Ogni giorno si combatte contro:
- ransomware e phishing;
- vulnerabilità zero-day;
- il disallineamento tra tecnologia e persone;
- la riluttanza delle persone nell’applicare le misure.
Ogni giorno avvengono attacchi, esfiltrazioni, compromissioni. Eppure non ci sono sirene, trincee, colonne in movimento.
Ci sono firewall, dati, allarmi digitali, squadre di pronto intervento, informazioni critiche da proteggere.
La struttura è militare, ma lo scenario è civile. La minaccia è invisibile, ma reale. E la risposta deve essere unitaria, addestrata, strategica. In questo quadro, ogni organizzazione deve sviluppare un proprio intelligence center (monitoraggio), un comando e controllo (governance), un esercito addestrato (formazione e risposta), una logistica difensiva (backup, continuità, disaster recovery).
Questa è la guerra del nostro tempo.
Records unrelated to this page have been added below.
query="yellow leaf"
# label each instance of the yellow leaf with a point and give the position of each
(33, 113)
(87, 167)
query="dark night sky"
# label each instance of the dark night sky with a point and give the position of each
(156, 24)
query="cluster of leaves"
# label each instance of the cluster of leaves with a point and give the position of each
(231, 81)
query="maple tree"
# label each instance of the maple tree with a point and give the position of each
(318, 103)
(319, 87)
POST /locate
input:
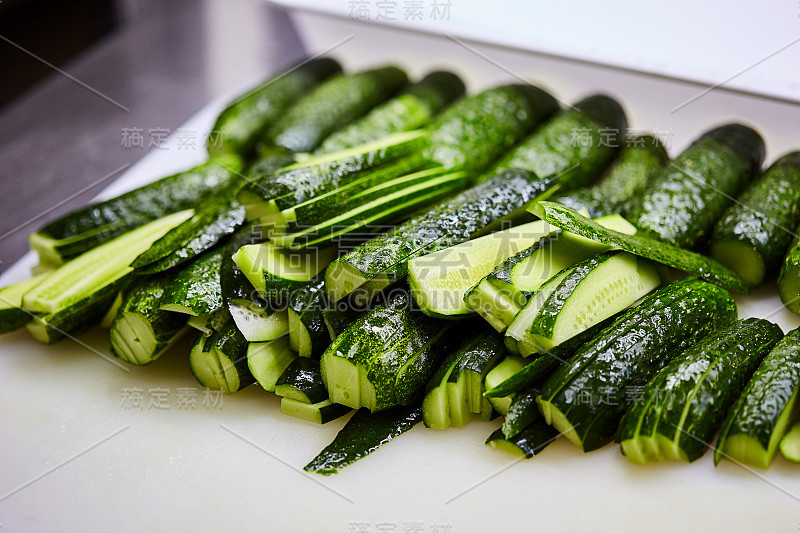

Silenziosa, pervasiva, continua. E chi non la combatte, la subisce.
Gdpr e Nis 2: difese normative per una strategia nazionale
Sulla base di quanto finora evidenziato sembra che possiamo affermare che, in questo scenario, le leggi non sono solo un insieme di regole: sono scudi strategici.
Il Gdpr protegge gli esseri umani e i loro diritti e libertà fondamentali e per farlo richiede come presupposto necessario la difesa delle infrastrutture.
La Direttiva NIS 2, recepita in Italia dal D.Lgs. 138/2024, impone agli operatori strategici (energia, trasporti, sanità, digitale…) di adottare modelli organizzativi simili a quelli della difesa.
Entrambe le norme identificano asset critici, impongono strategie documentate di protezione, prevedono reazioni codificate all’incidente e misurano la maturità strategica delle organizzazioni.
In pratica, obbligano aziende e PA a pensare e agire come centri operativi di difesa, non più come semplici soggetti economici o amministrativi.
Sono strumenti civili, ma con architettura militare. Perché il nemico è reale, evolve e si adatta continuamente e l’inerzia è pericolosa.
Sovranità digitale è la nuova geopolitica
Oggi non si combattono guerre solo con i carri armati. Si combattono con informazioni, sistemi informatici, reti di dati, identità digitali.
In questo scenario, la sicurezza è una forma di sovranità che va ripensata come patrimonio comune.
Una guerra senza bombe, ma con obiettivi reali. Una battaglia per la continuità operativa, combattuta con metodo, disciplina, competenza.
Von Clausewitz parlava di strategia. Oggi, quella strategia si chiama cyber security. E il suo campo di battaglia è ovunque ci sia un dato da proteggere.